Su WordPress gli agenti AI potranno scrivere in autonomia e pubblicare contenuti

Grazie alle novità introdotte gli utenti potranno ora dare istruzioni in linguaggio naturale e vedere l’AI agire in autonomia mantenendo sempre la possibilità di revisionare i contenuti e intervenire per modifiche
Su WordPress gli agenti AI potranno scrivere in autonomia e pubblicare contenuti

WordPress.com, la piattaforma che alimenta oltre il 43% dei siti web mondiali, ha compiuto un altro passo storico verso l’integrazione dell’intelligenza artificiale. Dopo l’annuncio di febbraio sull’assistente AI in grado di disegnare, scrivere e correggere in autonomia, da ora in avanti gli agenti AI potranno scrivere, modificare e pubblicare contenuti sui siti degli utenti, oltre a gestire commenti, tag, categorie e persino ottimizzare il SEO.
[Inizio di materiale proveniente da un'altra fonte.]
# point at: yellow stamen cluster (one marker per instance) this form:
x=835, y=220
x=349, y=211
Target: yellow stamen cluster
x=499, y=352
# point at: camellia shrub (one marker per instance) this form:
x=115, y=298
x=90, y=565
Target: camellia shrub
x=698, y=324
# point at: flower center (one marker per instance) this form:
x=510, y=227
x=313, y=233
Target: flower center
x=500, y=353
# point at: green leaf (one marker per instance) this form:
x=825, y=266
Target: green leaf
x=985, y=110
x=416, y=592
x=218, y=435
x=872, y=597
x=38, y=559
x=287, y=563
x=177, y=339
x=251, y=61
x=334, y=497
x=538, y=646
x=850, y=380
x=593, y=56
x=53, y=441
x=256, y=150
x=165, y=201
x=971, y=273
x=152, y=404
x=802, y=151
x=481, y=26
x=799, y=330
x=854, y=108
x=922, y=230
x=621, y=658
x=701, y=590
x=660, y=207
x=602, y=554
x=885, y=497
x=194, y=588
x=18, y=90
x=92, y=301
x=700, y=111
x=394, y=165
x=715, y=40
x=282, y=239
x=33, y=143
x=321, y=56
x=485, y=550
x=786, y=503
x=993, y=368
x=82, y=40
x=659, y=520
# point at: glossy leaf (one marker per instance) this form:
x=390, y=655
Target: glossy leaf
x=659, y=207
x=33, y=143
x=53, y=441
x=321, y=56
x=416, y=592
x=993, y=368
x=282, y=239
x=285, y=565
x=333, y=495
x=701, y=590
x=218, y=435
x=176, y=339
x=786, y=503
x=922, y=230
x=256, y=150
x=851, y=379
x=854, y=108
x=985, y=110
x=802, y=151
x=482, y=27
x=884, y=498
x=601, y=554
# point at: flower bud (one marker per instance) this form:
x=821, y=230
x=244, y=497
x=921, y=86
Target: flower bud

L’annuncio segna un punto di svolta non solo per chi crea siti web, ma per l’intero ecosistema digitale. Gli utenti potranno ora dare istruzioni in linguaggio naturale e vedere l’AI agire in autonomia, sempre con la possibilità di approvare o modificare il risultato prima della pubblicazione definitiva.
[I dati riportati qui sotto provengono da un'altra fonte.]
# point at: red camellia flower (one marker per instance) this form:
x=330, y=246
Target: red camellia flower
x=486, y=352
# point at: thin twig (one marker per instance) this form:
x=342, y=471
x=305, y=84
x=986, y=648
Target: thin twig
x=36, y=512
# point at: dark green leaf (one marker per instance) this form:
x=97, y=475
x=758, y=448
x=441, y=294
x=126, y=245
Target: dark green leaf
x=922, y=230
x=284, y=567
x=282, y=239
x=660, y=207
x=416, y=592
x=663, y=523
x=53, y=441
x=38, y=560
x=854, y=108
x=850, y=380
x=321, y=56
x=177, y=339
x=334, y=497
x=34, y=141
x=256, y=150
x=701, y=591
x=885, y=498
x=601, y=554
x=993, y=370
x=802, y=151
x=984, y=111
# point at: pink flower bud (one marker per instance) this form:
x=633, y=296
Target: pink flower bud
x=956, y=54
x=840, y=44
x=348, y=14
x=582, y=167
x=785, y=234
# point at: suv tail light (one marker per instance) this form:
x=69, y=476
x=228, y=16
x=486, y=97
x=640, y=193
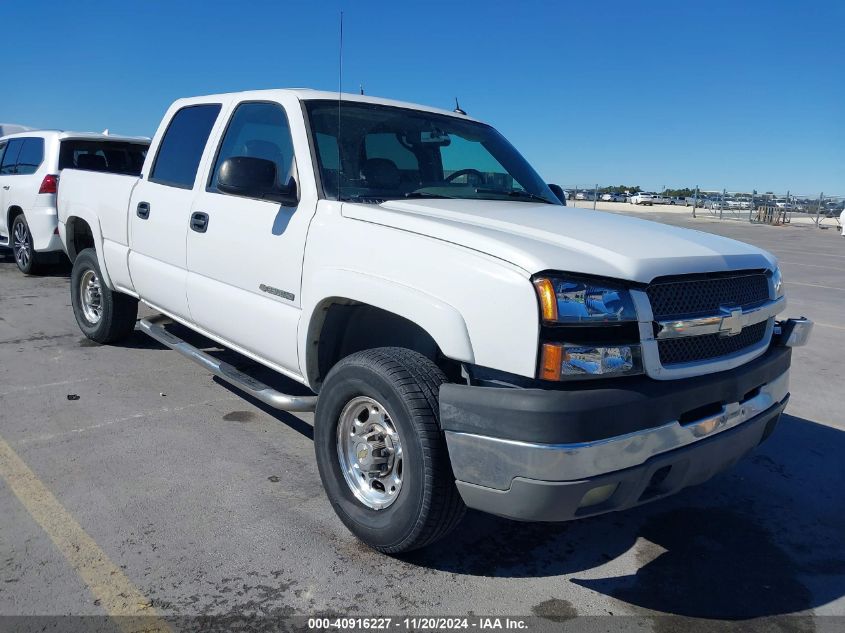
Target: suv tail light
x=50, y=184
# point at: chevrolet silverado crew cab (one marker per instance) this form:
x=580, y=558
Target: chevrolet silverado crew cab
x=469, y=341
x=30, y=165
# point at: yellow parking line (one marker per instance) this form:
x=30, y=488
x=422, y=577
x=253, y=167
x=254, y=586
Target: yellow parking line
x=110, y=586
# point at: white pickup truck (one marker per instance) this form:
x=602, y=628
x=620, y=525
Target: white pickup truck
x=470, y=341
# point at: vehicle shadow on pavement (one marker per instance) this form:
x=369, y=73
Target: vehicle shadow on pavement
x=763, y=539
x=59, y=268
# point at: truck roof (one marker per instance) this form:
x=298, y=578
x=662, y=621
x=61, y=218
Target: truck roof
x=307, y=94
x=93, y=136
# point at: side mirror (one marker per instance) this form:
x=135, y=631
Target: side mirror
x=254, y=178
x=558, y=191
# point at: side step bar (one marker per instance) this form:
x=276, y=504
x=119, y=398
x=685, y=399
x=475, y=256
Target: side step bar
x=269, y=396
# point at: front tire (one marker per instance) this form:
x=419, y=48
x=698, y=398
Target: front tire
x=103, y=315
x=380, y=451
x=25, y=256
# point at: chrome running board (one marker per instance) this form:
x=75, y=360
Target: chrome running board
x=154, y=327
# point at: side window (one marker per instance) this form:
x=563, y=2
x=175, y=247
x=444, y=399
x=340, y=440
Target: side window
x=181, y=148
x=258, y=130
x=31, y=156
x=10, y=158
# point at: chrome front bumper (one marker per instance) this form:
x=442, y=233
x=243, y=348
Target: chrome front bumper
x=495, y=462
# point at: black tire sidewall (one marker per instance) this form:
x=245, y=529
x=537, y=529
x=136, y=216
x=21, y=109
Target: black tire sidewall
x=87, y=260
x=390, y=526
x=21, y=218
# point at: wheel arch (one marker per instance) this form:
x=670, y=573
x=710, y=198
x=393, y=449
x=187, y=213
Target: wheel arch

L’innovazione si basa sul protocollo Model Context Protocol, che permette agli assistenti AI di interagire direttamente con la piattaforma. Secondo gli esperti, questa integrazione potrebbe abbassare drasticamente le barriere all’ingresso per chi vuole avviare un sito web, ma solleva anche interrogativi sulla qualità e l’autenticità dei contenuti online. “Senza contenuti correttamente datati e classificati, gli agenti AI rischiano di confondersi quanto gli esseri umani”, avverte un analista di CMSWire, sottolineando l’importanza di una gestione responsabile. WordPress.com assicura però che tutte le modifiche sono tracciate e che i post generati dall’AI vengono salvati come bozze di default, richiedendo sempre l’approvazione finale dell’utente.